During the war, her mother gave birth to a baby, who died two months later. When the war ended, in 1945, she had already lived with the last family for about a year.
"I became very attached to them. I went to church with them and really connected to Christianity. One day my father appeared and took me home. I remember not wanting to leave this family. I no longer knew my family."
In November 1947, the family immigrated to Israel. Rivka was 12 years old at the time. "There was a big celebration in the streets at that time," she recalled. At first, the family lived in Ramat Gan, but later moved to the north, when her father got a position at the Technion - Israel Institute of Technology. She says that integration in Israel was difficult. In addition to the trauma from the war, it was forbidden to talk about the Holocaust: "We had to be full-on Israelis. I was very dim and withdrawn, and it took me many years to recover."

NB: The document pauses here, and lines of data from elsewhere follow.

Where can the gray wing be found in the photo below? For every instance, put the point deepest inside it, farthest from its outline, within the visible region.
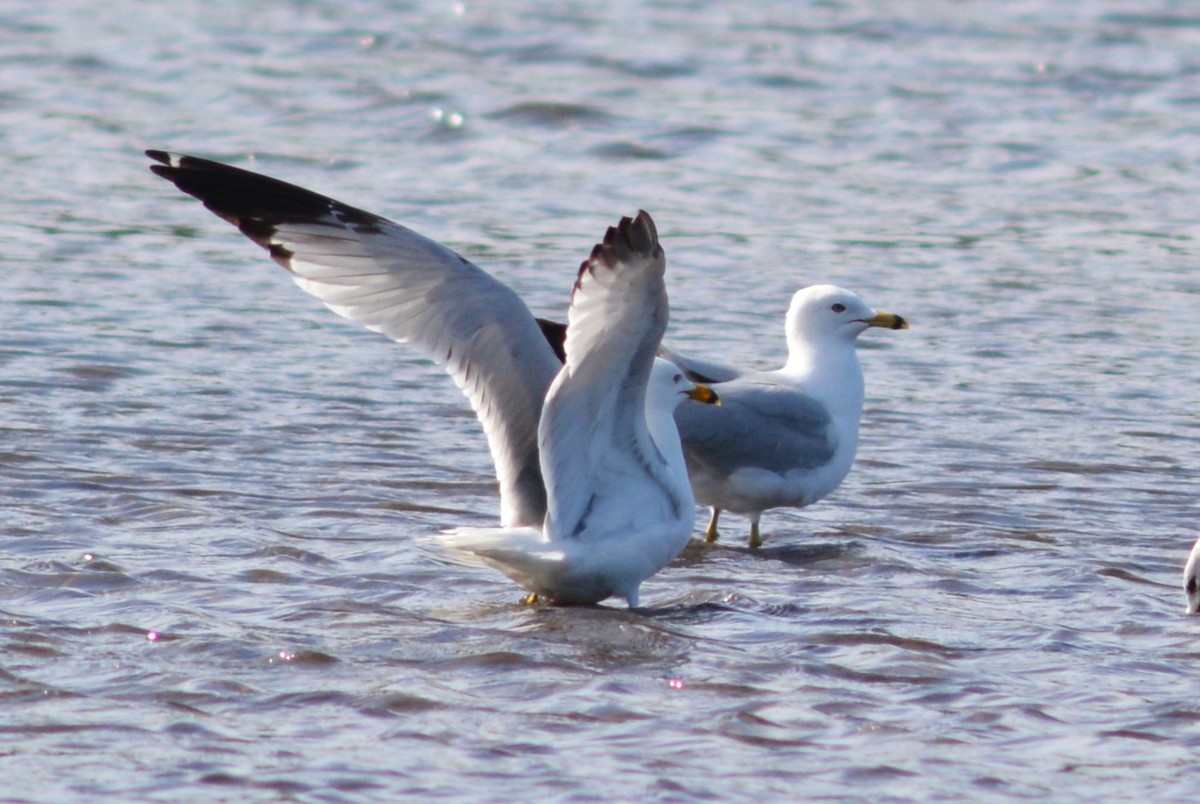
(593, 429)
(397, 282)
(761, 424)
(700, 370)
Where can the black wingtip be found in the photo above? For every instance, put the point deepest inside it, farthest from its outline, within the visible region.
(633, 237)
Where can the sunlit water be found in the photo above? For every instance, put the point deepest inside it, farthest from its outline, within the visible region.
(219, 577)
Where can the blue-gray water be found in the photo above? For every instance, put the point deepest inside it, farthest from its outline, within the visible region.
(217, 577)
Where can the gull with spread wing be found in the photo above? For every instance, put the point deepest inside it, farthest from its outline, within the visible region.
(783, 438)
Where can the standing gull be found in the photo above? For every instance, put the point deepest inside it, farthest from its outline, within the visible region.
(411, 288)
(1189, 580)
(783, 437)
(619, 507)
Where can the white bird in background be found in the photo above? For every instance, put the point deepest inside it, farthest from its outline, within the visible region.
(786, 437)
(1189, 580)
(781, 438)
(619, 507)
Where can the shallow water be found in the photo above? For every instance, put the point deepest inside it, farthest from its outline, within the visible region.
(217, 498)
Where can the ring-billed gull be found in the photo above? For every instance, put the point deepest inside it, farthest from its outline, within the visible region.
(619, 505)
(786, 437)
(1189, 579)
(411, 288)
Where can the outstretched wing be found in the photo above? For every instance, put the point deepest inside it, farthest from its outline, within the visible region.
(408, 287)
(593, 430)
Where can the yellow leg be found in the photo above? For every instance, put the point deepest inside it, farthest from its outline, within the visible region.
(755, 539)
(711, 533)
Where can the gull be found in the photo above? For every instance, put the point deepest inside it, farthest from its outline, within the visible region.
(597, 432)
(1189, 580)
(397, 282)
(783, 438)
(619, 505)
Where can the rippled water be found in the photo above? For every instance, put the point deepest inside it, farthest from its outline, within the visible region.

Rivka moved to Kibbutz Sasa in the north after her military service, where she met her husband. She lived in Sasa for 66 years, and everything changed on October 7.
"I never imagined there would be such a catastrophe. Who would have thought?". Two days after the war broke out, they were evacuated and eventually made their way to the Kineret.
They have been staying there ever since. "We don't talk about going back. It seems so far away, and every day it gets further and further away. Although I live in a beautiful resort village, and we have activities, this is not my home. When I was a child, it was difficult for me to overcome the trauma of the war and immigration. It took me half a generation to overcome. Now we are refugees again."
She does not agree with those who say Oct. 7 was similar to the Holocaust.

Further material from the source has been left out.